Cooper pair splitting in a nanoSQUID geometry at high transparency

TL;DR

This paper proposes a Josephson device with two quantum dots for detecting Cooper pair splitting via Aharonov-Bohm measurements, analyzing phase effects and efficiency across different transparencies.

Contribution

It introduces a novel high-transparency nanoSQUID geometry for probing Cooper pair splitting using a path integral approach and phase analysis.

Findings

Crossed Andreev reflection can be detected via DC Josephson current measurements.

Phase configurations can be optimized to enhance Cooper pair splitting efficiency.

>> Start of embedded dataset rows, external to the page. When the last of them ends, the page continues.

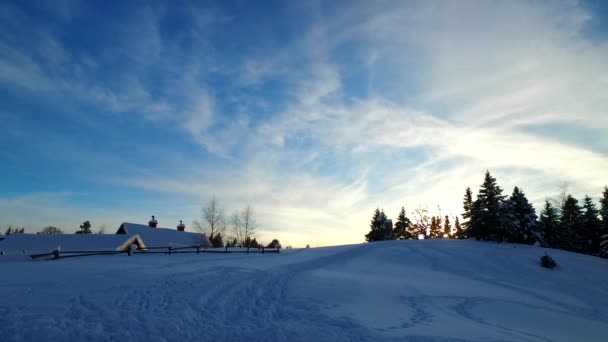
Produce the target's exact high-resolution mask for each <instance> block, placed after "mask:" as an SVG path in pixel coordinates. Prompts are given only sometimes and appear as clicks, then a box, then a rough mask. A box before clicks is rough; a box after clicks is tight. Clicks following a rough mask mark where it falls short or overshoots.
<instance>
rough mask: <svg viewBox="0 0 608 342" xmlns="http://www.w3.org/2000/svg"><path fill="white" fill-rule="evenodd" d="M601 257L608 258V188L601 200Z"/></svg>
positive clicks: (600, 251)
mask: <svg viewBox="0 0 608 342" xmlns="http://www.w3.org/2000/svg"><path fill="white" fill-rule="evenodd" d="M600 216H601V217H602V222H601V224H600V236H601V242H600V256H602V257H604V258H608V187H604V192H603V194H602V198H601V199H600Z"/></svg>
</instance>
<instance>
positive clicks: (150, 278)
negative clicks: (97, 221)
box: [0, 240, 608, 341]
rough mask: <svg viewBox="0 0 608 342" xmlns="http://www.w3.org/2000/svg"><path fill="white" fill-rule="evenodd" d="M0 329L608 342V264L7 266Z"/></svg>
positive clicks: (285, 251) (10, 339)
mask: <svg viewBox="0 0 608 342" xmlns="http://www.w3.org/2000/svg"><path fill="white" fill-rule="evenodd" d="M546 251H547V252H549V254H550V255H551V256H553V257H554V259H555V260H556V261H557V263H558V267H557V268H556V269H555V270H552V271H551V270H547V269H543V268H541V267H540V266H539V258H540V257H541V256H542V255H543V254H544V252H546ZM0 258H1V257H0ZM0 260H1V259H0ZM0 317H1V321H0V340H2V341H47V340H52V341H62V340H63V341H78V340H87V341H117V340H129V341H133V340H136V341H144V340H145V341H188V340H191V341H194V340H197V341H215V340H218V341H240V340H247V341H258V340H259V341H261V340H264V341H382V340H398V341H606V340H608V260H603V259H599V258H595V257H590V256H585V255H579V254H573V253H568V252H564V251H557V250H545V249H542V248H537V247H530V246H521V245H510V244H495V243H483V242H475V241H457V240H429V241H390V242H377V243H373V244H365V245H351V246H338V247H328V248H316V249H301V250H285V251H283V252H282V253H281V254H279V255H276V254H263V255H262V254H250V255H246V254H203V255H198V256H197V255H134V256H131V257H128V256H126V255H121V256H99V257H83V258H73V259H65V260H59V261H42V262H23V261H21V262H16V261H8V262H0Z"/></svg>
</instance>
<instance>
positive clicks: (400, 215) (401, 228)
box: [393, 207, 414, 240]
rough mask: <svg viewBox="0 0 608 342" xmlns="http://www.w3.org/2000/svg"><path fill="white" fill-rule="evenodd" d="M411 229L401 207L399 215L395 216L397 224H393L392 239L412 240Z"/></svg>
mask: <svg viewBox="0 0 608 342" xmlns="http://www.w3.org/2000/svg"><path fill="white" fill-rule="evenodd" d="M411 227H412V222H411V221H410V219H409V218H407V216H406V215H405V208H404V207H401V211H399V215H398V216H397V222H395V228H394V229H393V236H394V238H395V239H396V240H408V239H413V238H414V236H413V234H412V231H411Z"/></svg>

The model applies to nanowire-based quantum dot systems.

Abstract

We describe a Josephson device composed of two superconductors separated by two interacting quantum dots in parallel, as a probe for Cooper pair splitting. In addition to sequential tunneling of electrons through each dot, an additional transport channel exists in this system: crossed Andreev reflection, where a Cooper pair from the source is split between the two dots and recombined in the drain superconductor. Unlike non-equilibrium scenarios for Cooper pair splitting which involves superconducting/normal metal "forks", our proposal relies on an Aharonov-Bohm measurement of the DC Josephson current when a flux is inserted between the two dots. We provide a path integral approach to treat arbitrary transparencies, and we explore all contributions for the individual phases ($0$ or $\pi$) of the quantum dots. We propose a definition of the Cooper pair splitting efficiency for arbitrary transparencies, which allows us to find the phase associations which favor the crossed Andreev process. Possible applications to experiments using nanowires as quantum dots are discussed.